5g-handover-sim

Handover Algorithms

This document describes the four handover algorithms implemented in the simulator. All algorithms share the same input (ns-3 traces loaded as simDataframes[ue][gnb]) and produce a per-algorithm results.csv file.

1. 3GPP Rel.15 A3 Event-Triggered Handover

Module: simulator_3gpp.py
Results folder: results/3GPP_A3/

Description

Implements the standard handover procedure defined in 3GPP TS 36.331 / TS 38.331, based on the A3 measurement event: a handover is prepared when a neighbouring cell’s signal becomes stronger than the serving cell by more than a configurable margin, and that condition holds for the Time-To-Trigger (TTT) duration.

Decision rule

An A3 event fires when:

\[\text{RSRP}_\text{neighbour} - \text{RSRP}_\text{serving} > \text{Hys} + \text{A3Offset}\]

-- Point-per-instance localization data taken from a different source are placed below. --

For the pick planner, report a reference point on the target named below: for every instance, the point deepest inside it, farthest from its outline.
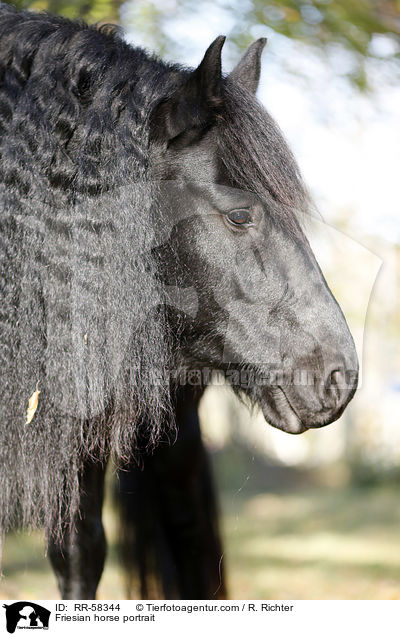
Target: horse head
(232, 202)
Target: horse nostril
(335, 386)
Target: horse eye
(239, 217)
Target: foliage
(353, 25)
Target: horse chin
(278, 412)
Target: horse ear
(193, 104)
(247, 72)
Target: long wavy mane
(80, 308)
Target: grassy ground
(306, 544)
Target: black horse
(150, 233)
(169, 538)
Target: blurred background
(315, 516)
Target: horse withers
(150, 229)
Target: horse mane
(80, 302)
(81, 313)
(257, 158)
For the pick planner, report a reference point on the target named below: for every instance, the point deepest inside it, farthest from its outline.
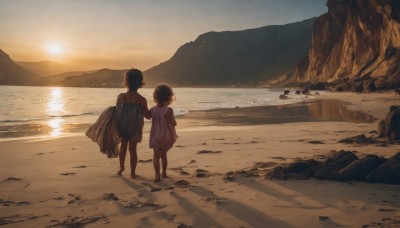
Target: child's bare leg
(133, 159)
(156, 164)
(164, 163)
(122, 155)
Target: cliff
(245, 58)
(355, 42)
(14, 74)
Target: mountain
(56, 79)
(14, 74)
(44, 68)
(356, 44)
(245, 58)
(101, 78)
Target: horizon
(73, 33)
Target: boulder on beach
(358, 169)
(359, 139)
(329, 170)
(306, 91)
(299, 170)
(388, 173)
(389, 127)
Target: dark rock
(369, 86)
(358, 169)
(389, 127)
(298, 170)
(329, 170)
(388, 173)
(357, 87)
(283, 97)
(359, 139)
(306, 91)
(341, 87)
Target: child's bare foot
(120, 171)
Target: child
(162, 133)
(130, 109)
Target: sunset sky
(118, 34)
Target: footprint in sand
(79, 221)
(146, 161)
(191, 162)
(208, 152)
(67, 174)
(8, 203)
(202, 173)
(13, 184)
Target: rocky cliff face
(356, 40)
(244, 58)
(13, 74)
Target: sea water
(24, 108)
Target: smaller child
(162, 133)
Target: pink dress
(162, 134)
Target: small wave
(18, 121)
(74, 115)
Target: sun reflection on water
(55, 109)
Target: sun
(55, 49)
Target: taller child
(131, 109)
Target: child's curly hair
(163, 94)
(133, 79)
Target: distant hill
(14, 74)
(56, 79)
(101, 78)
(356, 45)
(260, 56)
(45, 68)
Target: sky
(119, 34)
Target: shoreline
(71, 175)
(317, 109)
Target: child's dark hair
(163, 94)
(134, 79)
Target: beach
(67, 182)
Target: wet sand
(68, 182)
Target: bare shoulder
(121, 97)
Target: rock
(329, 170)
(369, 85)
(306, 91)
(388, 173)
(357, 87)
(342, 87)
(299, 170)
(357, 39)
(389, 127)
(359, 139)
(358, 169)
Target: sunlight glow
(54, 49)
(55, 108)
(56, 126)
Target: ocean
(56, 111)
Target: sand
(67, 182)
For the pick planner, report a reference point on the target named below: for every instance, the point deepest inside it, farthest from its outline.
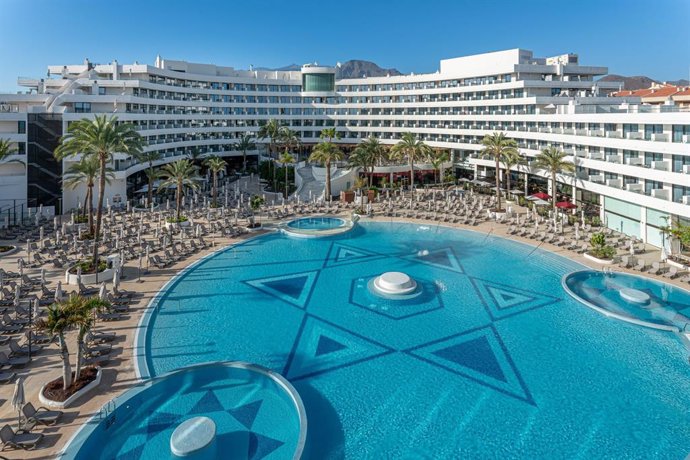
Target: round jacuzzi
(318, 226)
(241, 410)
(631, 298)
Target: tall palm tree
(496, 147)
(553, 161)
(511, 159)
(82, 310)
(271, 130)
(286, 159)
(329, 134)
(411, 149)
(326, 153)
(215, 165)
(6, 151)
(85, 171)
(179, 174)
(245, 143)
(437, 159)
(58, 322)
(367, 154)
(101, 138)
(150, 157)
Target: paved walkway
(119, 375)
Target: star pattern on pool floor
(502, 301)
(322, 347)
(479, 355)
(293, 288)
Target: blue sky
(631, 37)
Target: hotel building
(633, 159)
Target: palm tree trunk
(178, 199)
(90, 210)
(149, 198)
(66, 367)
(411, 174)
(215, 187)
(498, 186)
(99, 210)
(80, 345)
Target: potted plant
(599, 251)
(75, 312)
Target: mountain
(356, 69)
(640, 81)
(351, 69)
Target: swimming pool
(256, 412)
(632, 298)
(493, 360)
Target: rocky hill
(640, 81)
(350, 69)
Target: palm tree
(101, 138)
(437, 159)
(553, 161)
(411, 149)
(325, 153)
(215, 165)
(329, 134)
(513, 158)
(496, 147)
(82, 310)
(85, 171)
(179, 174)
(271, 130)
(6, 151)
(58, 322)
(286, 159)
(245, 143)
(151, 174)
(367, 154)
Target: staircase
(309, 184)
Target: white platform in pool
(634, 295)
(194, 438)
(395, 283)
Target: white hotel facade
(633, 160)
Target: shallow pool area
(492, 358)
(255, 414)
(635, 299)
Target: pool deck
(119, 374)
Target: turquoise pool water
(316, 223)
(664, 305)
(493, 360)
(255, 415)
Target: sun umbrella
(18, 400)
(566, 205)
(102, 291)
(58, 291)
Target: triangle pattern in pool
(502, 300)
(293, 288)
(442, 258)
(322, 347)
(341, 254)
(478, 355)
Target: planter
(69, 401)
(597, 260)
(185, 224)
(11, 251)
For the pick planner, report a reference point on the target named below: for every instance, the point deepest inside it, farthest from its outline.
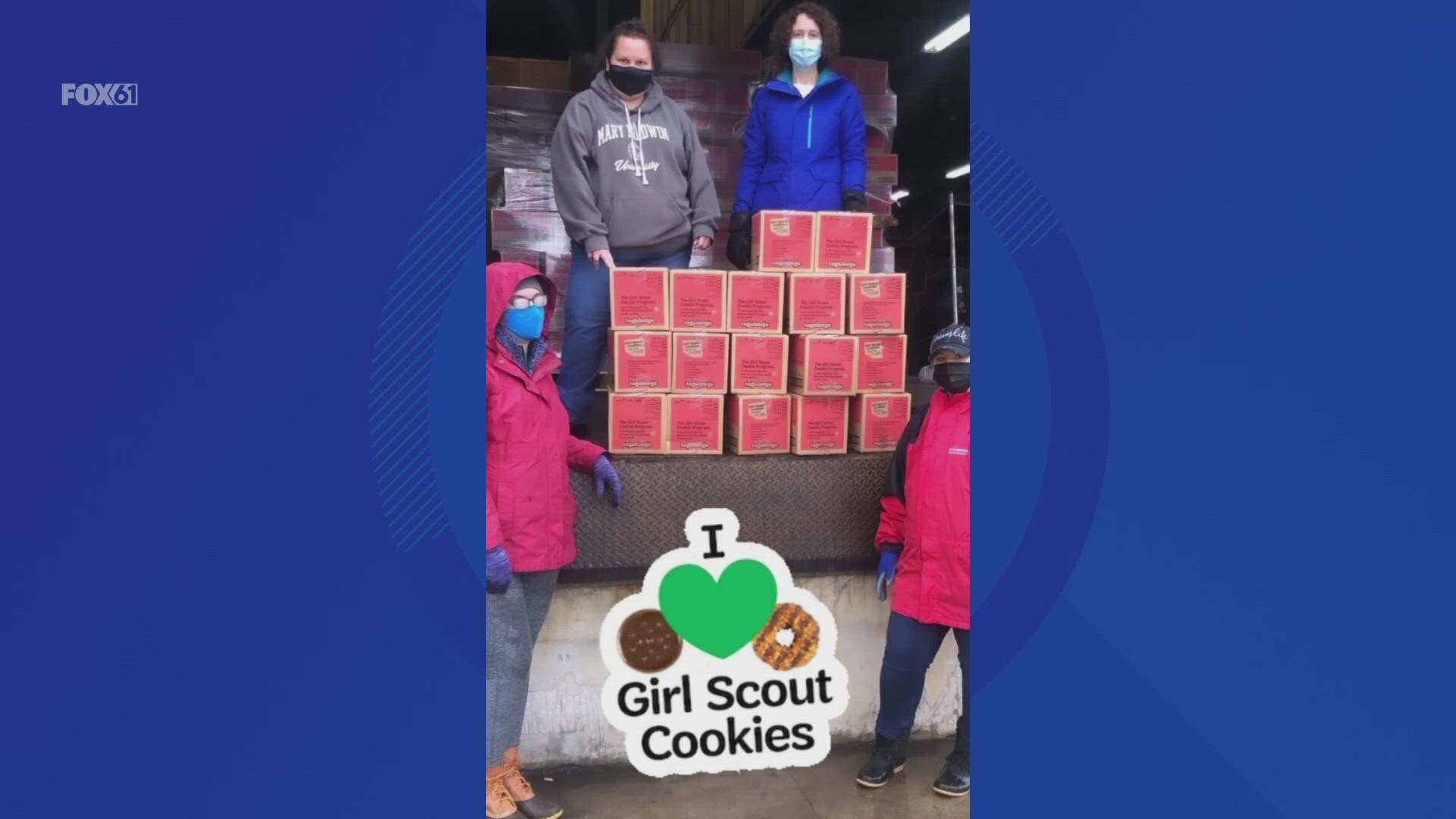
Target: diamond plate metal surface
(817, 512)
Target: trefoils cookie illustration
(800, 626)
(720, 662)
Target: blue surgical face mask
(805, 52)
(526, 322)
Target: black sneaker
(886, 760)
(956, 777)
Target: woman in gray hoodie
(634, 190)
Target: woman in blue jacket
(805, 142)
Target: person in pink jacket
(530, 513)
(925, 557)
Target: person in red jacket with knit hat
(529, 515)
(925, 557)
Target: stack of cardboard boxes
(804, 354)
(761, 311)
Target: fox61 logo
(99, 93)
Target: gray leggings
(513, 621)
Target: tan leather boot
(498, 803)
(522, 792)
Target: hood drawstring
(635, 145)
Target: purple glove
(497, 570)
(889, 558)
(607, 477)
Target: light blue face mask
(805, 52)
(526, 322)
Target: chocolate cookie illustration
(648, 643)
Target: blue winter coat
(802, 152)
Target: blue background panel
(1260, 620)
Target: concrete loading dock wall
(564, 722)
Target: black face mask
(628, 79)
(952, 376)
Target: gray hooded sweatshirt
(631, 178)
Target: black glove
(740, 241)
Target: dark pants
(910, 648)
(588, 314)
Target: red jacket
(529, 504)
(927, 506)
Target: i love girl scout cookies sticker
(720, 662)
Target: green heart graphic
(720, 615)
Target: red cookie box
(759, 365)
(783, 241)
(755, 302)
(641, 362)
(699, 300)
(759, 425)
(842, 243)
(823, 365)
(637, 425)
(701, 362)
(817, 303)
(877, 303)
(881, 363)
(819, 425)
(875, 420)
(695, 425)
(638, 297)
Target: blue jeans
(910, 648)
(588, 314)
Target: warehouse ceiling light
(944, 39)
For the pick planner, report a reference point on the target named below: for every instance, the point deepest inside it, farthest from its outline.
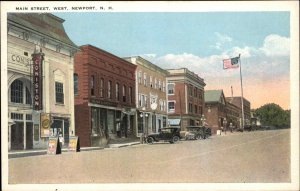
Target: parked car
(197, 132)
(170, 134)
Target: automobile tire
(175, 139)
(150, 140)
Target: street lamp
(203, 120)
(225, 122)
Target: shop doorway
(29, 135)
(17, 136)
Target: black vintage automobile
(197, 132)
(170, 134)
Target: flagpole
(242, 98)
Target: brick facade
(105, 99)
(187, 96)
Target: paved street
(251, 157)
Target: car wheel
(150, 140)
(175, 139)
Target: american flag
(231, 63)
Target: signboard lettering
(53, 146)
(74, 144)
(45, 124)
(38, 80)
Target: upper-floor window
(190, 107)
(92, 85)
(159, 85)
(76, 84)
(145, 79)
(109, 89)
(191, 90)
(171, 89)
(151, 82)
(171, 106)
(140, 77)
(117, 91)
(130, 95)
(18, 91)
(59, 92)
(101, 87)
(124, 93)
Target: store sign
(53, 146)
(74, 144)
(38, 80)
(102, 102)
(45, 124)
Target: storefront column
(24, 130)
(10, 123)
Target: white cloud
(275, 45)
(222, 39)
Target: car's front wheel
(150, 140)
(175, 139)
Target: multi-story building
(215, 109)
(237, 101)
(104, 96)
(151, 96)
(40, 80)
(233, 114)
(185, 91)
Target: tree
(273, 115)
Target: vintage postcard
(168, 95)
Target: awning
(174, 122)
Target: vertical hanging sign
(37, 59)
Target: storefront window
(17, 91)
(59, 92)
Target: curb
(44, 152)
(110, 146)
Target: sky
(199, 41)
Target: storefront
(40, 80)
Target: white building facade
(40, 80)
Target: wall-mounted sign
(38, 80)
(54, 146)
(45, 124)
(36, 132)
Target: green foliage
(273, 115)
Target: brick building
(104, 88)
(233, 114)
(185, 91)
(215, 109)
(151, 96)
(40, 80)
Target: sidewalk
(123, 142)
(117, 143)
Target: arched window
(16, 94)
(76, 84)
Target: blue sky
(199, 41)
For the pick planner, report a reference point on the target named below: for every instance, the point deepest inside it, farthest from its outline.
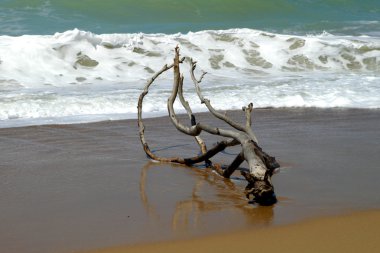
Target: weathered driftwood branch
(261, 165)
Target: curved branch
(192, 160)
(187, 107)
(199, 127)
(246, 129)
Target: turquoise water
(350, 17)
(79, 61)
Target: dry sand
(80, 187)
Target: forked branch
(261, 165)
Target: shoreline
(77, 187)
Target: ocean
(82, 61)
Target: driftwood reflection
(189, 212)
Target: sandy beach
(88, 187)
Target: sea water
(81, 61)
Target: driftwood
(261, 165)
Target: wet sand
(81, 187)
(349, 234)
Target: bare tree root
(261, 166)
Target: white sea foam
(78, 76)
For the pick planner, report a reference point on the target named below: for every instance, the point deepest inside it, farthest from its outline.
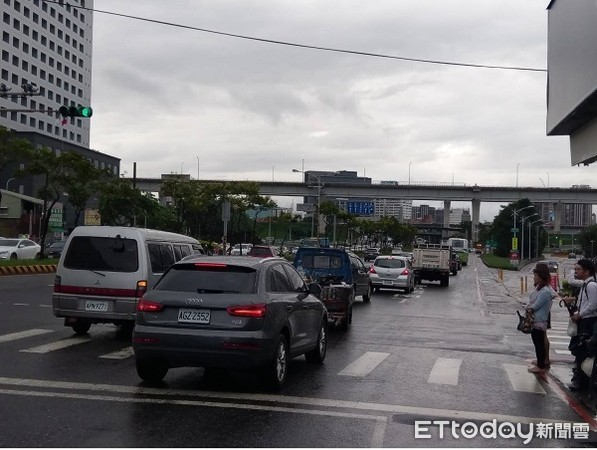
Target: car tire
(277, 369)
(81, 327)
(367, 296)
(151, 371)
(317, 355)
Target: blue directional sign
(361, 208)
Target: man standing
(585, 317)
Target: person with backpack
(585, 317)
(540, 304)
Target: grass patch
(27, 262)
(497, 262)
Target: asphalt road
(436, 354)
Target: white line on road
(137, 391)
(364, 365)
(120, 354)
(23, 334)
(521, 380)
(445, 371)
(58, 345)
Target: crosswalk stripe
(364, 365)
(445, 371)
(119, 354)
(58, 345)
(23, 334)
(521, 380)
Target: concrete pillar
(476, 204)
(447, 207)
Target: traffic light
(75, 111)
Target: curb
(24, 270)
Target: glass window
(203, 278)
(102, 254)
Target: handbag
(572, 329)
(525, 323)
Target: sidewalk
(506, 294)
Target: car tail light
(149, 306)
(57, 283)
(257, 310)
(141, 288)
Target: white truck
(432, 263)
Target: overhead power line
(306, 46)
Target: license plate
(193, 315)
(93, 305)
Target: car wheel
(81, 327)
(317, 355)
(277, 369)
(151, 371)
(367, 296)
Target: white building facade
(47, 46)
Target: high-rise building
(46, 52)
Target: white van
(103, 271)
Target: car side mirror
(315, 289)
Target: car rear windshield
(106, 254)
(321, 262)
(212, 278)
(390, 263)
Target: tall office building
(48, 46)
(46, 50)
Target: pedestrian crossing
(443, 371)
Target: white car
(19, 249)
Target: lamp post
(522, 219)
(8, 181)
(530, 224)
(319, 186)
(514, 229)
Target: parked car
(229, 312)
(335, 269)
(392, 272)
(263, 251)
(19, 249)
(371, 254)
(54, 250)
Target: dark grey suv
(229, 312)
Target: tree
(13, 150)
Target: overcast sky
(219, 107)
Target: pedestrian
(585, 317)
(540, 301)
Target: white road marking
(58, 345)
(521, 380)
(136, 391)
(23, 334)
(445, 371)
(364, 365)
(126, 352)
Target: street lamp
(530, 224)
(9, 180)
(522, 219)
(514, 229)
(319, 186)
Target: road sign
(361, 208)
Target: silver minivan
(104, 271)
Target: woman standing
(540, 303)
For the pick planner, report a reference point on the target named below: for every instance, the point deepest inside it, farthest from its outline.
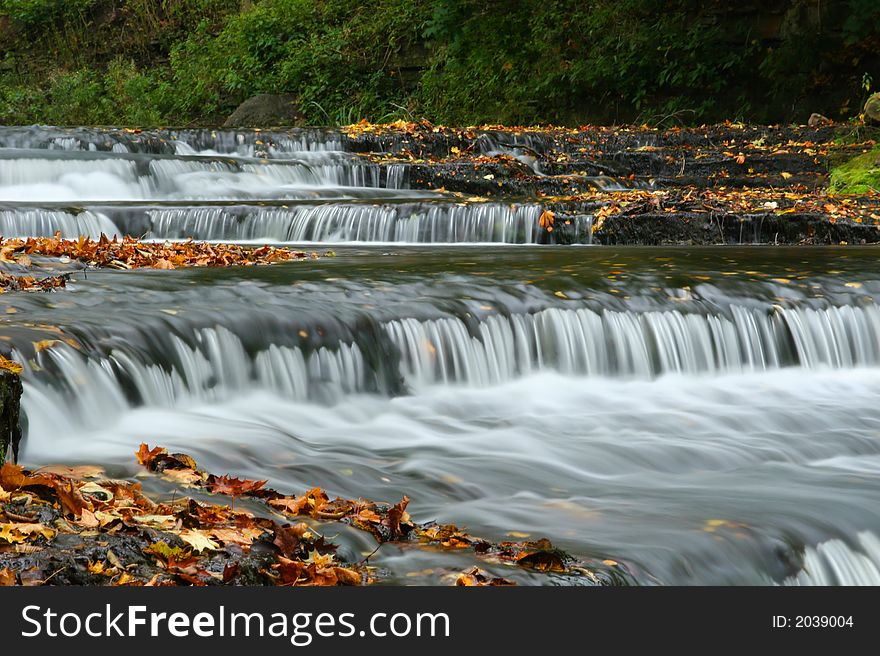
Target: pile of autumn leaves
(190, 542)
(128, 253)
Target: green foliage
(859, 175)
(42, 14)
(335, 54)
(512, 62)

The event must remain true for the entire TTT window before a handover is executed.

Key parameters

Parameter	CLI flag	Default	Description
Hysteresis	`--Hys`	`5.0 dBm`	Prevents ping-pong handovers
A3 Offset	`--A3Offset`	`3.0 dBm`	Additional offset applied to the event condition
Time-To-Trigger	`--ttt`	`0.1 s`	Duration the condition must hold before triggering
Measurement interval	`--NrMeasureInt`	`0.1 s`	How often the RSRP is evaluated
Handover interval	`--HOInterval`	`0.1 s`	Minimum time between consecutive handovers

Handover penalty

After each handover, a short service interruption is modelled by degrading the Latency column of the new serving cell by penalty_dict["Latency"] (default 20 ms) for one penalty_time period.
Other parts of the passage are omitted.